Por: Haroldo Caetano da Silva
O EXAME CRIMINOLÓGICO E A OPORTUNA
RESOLUÇÃO Nº 9/2010 DO CONSELHO FEDERAL DE PSICOLOGIA
Haroldo Caetano da Silva*
O Conselho Federal de Psicologia mais uma vez mostra a posição de vanguarda da classe dos psicólogos no trato de questões relacionadas à violência e ao sistema prisional brasileiro. Depois da publicação, em 2008, do excelente trabalho “Falando sério sobre prisões, prevenção e segurança pública”, o CFP agora materializa de forma corajosa a Resolução nº 9/2010, regulamentando a atuação do psicólogo no sistema prisional e, dentre muitas e importantes disposições, vedando a atuação do psicólogo na realização do exame criminológico.
O exame criminológico funda-se na ideia de que o cárcere é capaz de transformar a personalidade do homem‑criminoso, transformando‑o em um homem não‑criminoso, e que, assim, serviria em auxílio ao juiz na concessão da liberdade ao preso a partir do diagnóstico de melhora do seu quadro criminológico. Além da expressa revogação por força de lei, em 2003, o exame criminológico parte de premissas falsas, especialmente aquela de que o psicólogo possa prever o comportamento futuro do homem, isso segundo elementos colhidos de sua subjetividade. Apresenta‑se o exame criminológico, pois, como uma espécie de instrumento destinado à aferição do índice de contaminação do homem pela doença do crime.
Acontece que crime não é doença.
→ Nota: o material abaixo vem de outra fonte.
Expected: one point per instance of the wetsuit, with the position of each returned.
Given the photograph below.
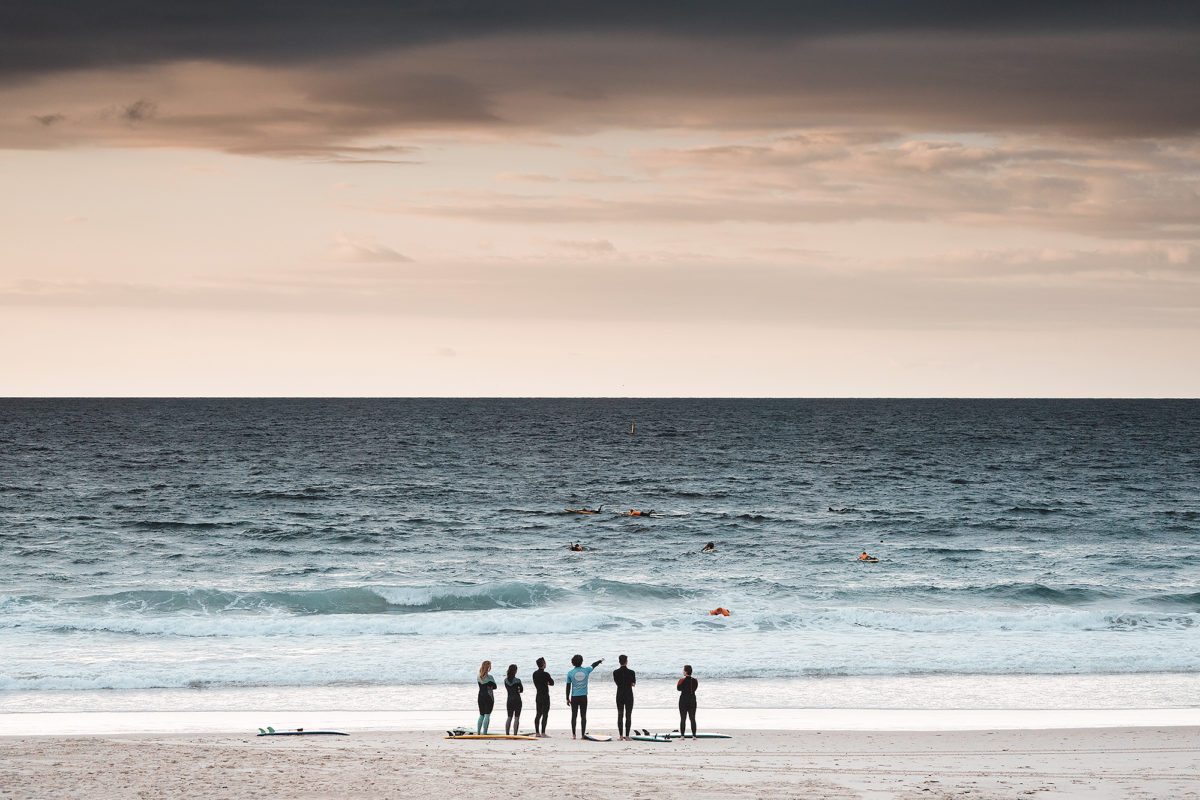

Diversamente, p. ex., do câncer, patologia que pode ser diagnosticada a partir do exame da próstata, o crime não pode ser aferido pelo exame criminológico, essa precária avaliação da personalidade, como se um homem, por razões de natureza subjetiva, estivesse mais propenso a crimes do que outros. Essa figura de traços lombrosianos não se sustenta.
A reincidência criminal tem muitos fatores, dentre os quais se destaca a situação de vulnerabilidade social a que são jogados os homens e mulheres que, após o cumprimento da pena de prisão, obtêm a liberdade, não sendo lícita a negativa dessa liberdade com base em previsões futurológicas profundamente subjetivas e que não levam em consideração outros aspectos distintos, porém inseparáveis, da situação do homem encarcerado. Quem ainda não viu, assista ao filme Um sonho de liberdade, indicado ao Oscar em 1994, e observe como se dá a avaliação criminológica do personagem representado pelo ator Morgan Freeman, para ter uma idéia de como se realiza e a que se destina tal exame.
A atuação do psicólogo no sistema prisional é de suma importância para a garantia da dignidade da população carcerária, mas não na condição de laudista ou de agente disciplinador, funções assumidas quando participa desse exame fajuto, mas, sim, como realçado na Resolução nº 9 do CFP, trabalhando no acompanhamento terapêutico do preso, buscando “compreender os sujeitos na sua totalidade histórica, social, cultural, humana e emocional”, na “promoção da saúde mental, visando a criação ou o fortalecimento dos laços sociais e comunitários” etc.
Vale lembrar que a prisão constitui-se em ato de violência, embora legítima, praticada pelo Estado contra o autor de um crime, mas que tem efeitos colaterais danosos, sobre o condenado e sobre toda a sociedade, inclusive como fator que incrementa os índices de criminalidade. Daí a necessidade de se repensar a utilização desse espaço desumanizador que é o cárcere, reservando-o estritamente para os casos em que não seja viável outro tipo de punição.
Mas voltando ao tema proposto, se por um lado algumas patologias (como no exemplo citado do câncer) podem ser prevenidas por exames clínicos ou laboratoriais, por outro, o crime não é doença, de sorte que o exame criminológico (talvez fosse mais adequado falar-se em exame lombrosiano) não é apto para a identificação de comportamentos futuros do homem.
Parabéns ao Conselho Federal de Psicologia!
*Haroldo Caetano da Silva é Promotor de Justiça da Execução Penal em Goiânia, desde 1995, Mestre em Direito pela Universidade Federal de Goiás, Vencedor do Prêmio Innovare, edição 2009, na categoria Ministério Público, e autor, dentre outros, dos livros “Execução Penal” (Magister, 2006) e “Ensaio sobre a pena de prisão” (Juruá, 2009).